From the archives
Andrew Mcgregor enjoys revisiting the recordings of the great pioneering conductor, John Eliot Gardiner
In the family home, a painting of JS Bach stared down at the young John Eliot Gardiner with a severity at odds with what he discovered in Bach’s music. Sir John Eliot Gardiner –
Complete Deutsche Grammophon & Archiv Produktion Recordings (DG 483 9963; 104 CDS) is alphabetically arranged, so we begin with his Bach Passions, B minor Mass, Magnificat, cantatas and Christmas Oratorio in the 1980s and ’90s; milestones in historically informed performance that have hardly dated. Then follows Beethoven with the Orchestre Révolutionaire et Romantique in recordings that had a significant impact on the acceptance of period instrument performances: the symphonies, piano concertos with Robert Levin and the Missa solemnis are still thrillingly alive over a quarter-of-a-century later.
It was a student performance of Monteverdi’s Vespers that led to the founding of the Monteverdi Choir, and what later became the English Baroque Soloists. They marked the choir’s 25th anniversary with a famous live recording of the Vespers in St Mark’s, Venice in 1989, still as vivid and theatrical as any.
Then come 27 discs of Mozart: the pioneering complete piano concertos with Malcolm Bilson, and seven operas, including one of the finest Idomeneos on record and a combustible Don Giovanni.
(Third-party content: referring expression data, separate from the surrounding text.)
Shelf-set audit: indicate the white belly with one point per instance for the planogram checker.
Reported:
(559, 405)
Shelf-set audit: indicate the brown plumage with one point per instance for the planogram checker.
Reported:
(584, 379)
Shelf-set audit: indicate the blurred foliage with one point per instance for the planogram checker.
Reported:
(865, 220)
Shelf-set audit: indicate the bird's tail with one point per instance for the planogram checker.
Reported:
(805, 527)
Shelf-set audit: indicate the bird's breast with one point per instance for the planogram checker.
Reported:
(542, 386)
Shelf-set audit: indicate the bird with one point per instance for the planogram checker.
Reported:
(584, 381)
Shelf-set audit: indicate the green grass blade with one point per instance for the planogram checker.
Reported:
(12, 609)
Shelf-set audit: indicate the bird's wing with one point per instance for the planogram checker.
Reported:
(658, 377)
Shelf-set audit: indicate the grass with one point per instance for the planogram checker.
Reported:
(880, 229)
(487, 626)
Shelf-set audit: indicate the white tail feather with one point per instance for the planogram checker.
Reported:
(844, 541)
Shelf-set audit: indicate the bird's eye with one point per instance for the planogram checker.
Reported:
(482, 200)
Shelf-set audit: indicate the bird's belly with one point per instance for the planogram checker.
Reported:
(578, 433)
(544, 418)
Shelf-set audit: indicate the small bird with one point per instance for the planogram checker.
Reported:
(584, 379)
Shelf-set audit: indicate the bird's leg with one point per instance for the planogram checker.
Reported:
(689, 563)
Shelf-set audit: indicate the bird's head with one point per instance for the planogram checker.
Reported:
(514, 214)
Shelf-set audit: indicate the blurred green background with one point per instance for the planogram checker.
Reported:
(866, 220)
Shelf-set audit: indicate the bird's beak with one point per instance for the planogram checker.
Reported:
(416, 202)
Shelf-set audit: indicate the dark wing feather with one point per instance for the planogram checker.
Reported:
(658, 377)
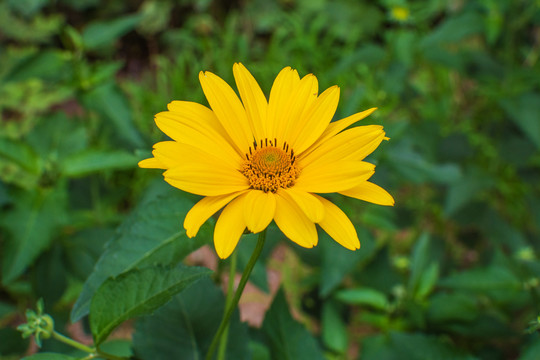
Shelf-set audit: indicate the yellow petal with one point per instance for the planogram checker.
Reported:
(338, 226)
(311, 125)
(259, 210)
(151, 163)
(292, 221)
(300, 99)
(309, 204)
(280, 96)
(352, 144)
(229, 227)
(340, 125)
(333, 177)
(370, 192)
(228, 109)
(202, 211)
(205, 175)
(254, 100)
Gardiner is not just an early music and period instrument specialist: witness his Bruckner, Chabrier and Elgar with the Vienna Philharmonic, and Lehár’s The Merry Widow in a superbly cast, brilliantly realised performance. Then Mahler and Zemlinsky songs with Anne Sofie von Otter, who joins Ian Bostridge and
Bryn Terfel in a fresh and engaging account of Stravinsky’s The Rake’s Progress. Missing is most of the Bach Cantata Pilgrimage from 2000: Archiv pulled the plug on the project, which led to the founding of Gardiner’s own label SDG. The other major omission is his viscerally exciting Berlioz, despite being made within the same stable of labels for Philips. But nonetheless this set presents a recorded legacy that communicates with undimmed immediacy.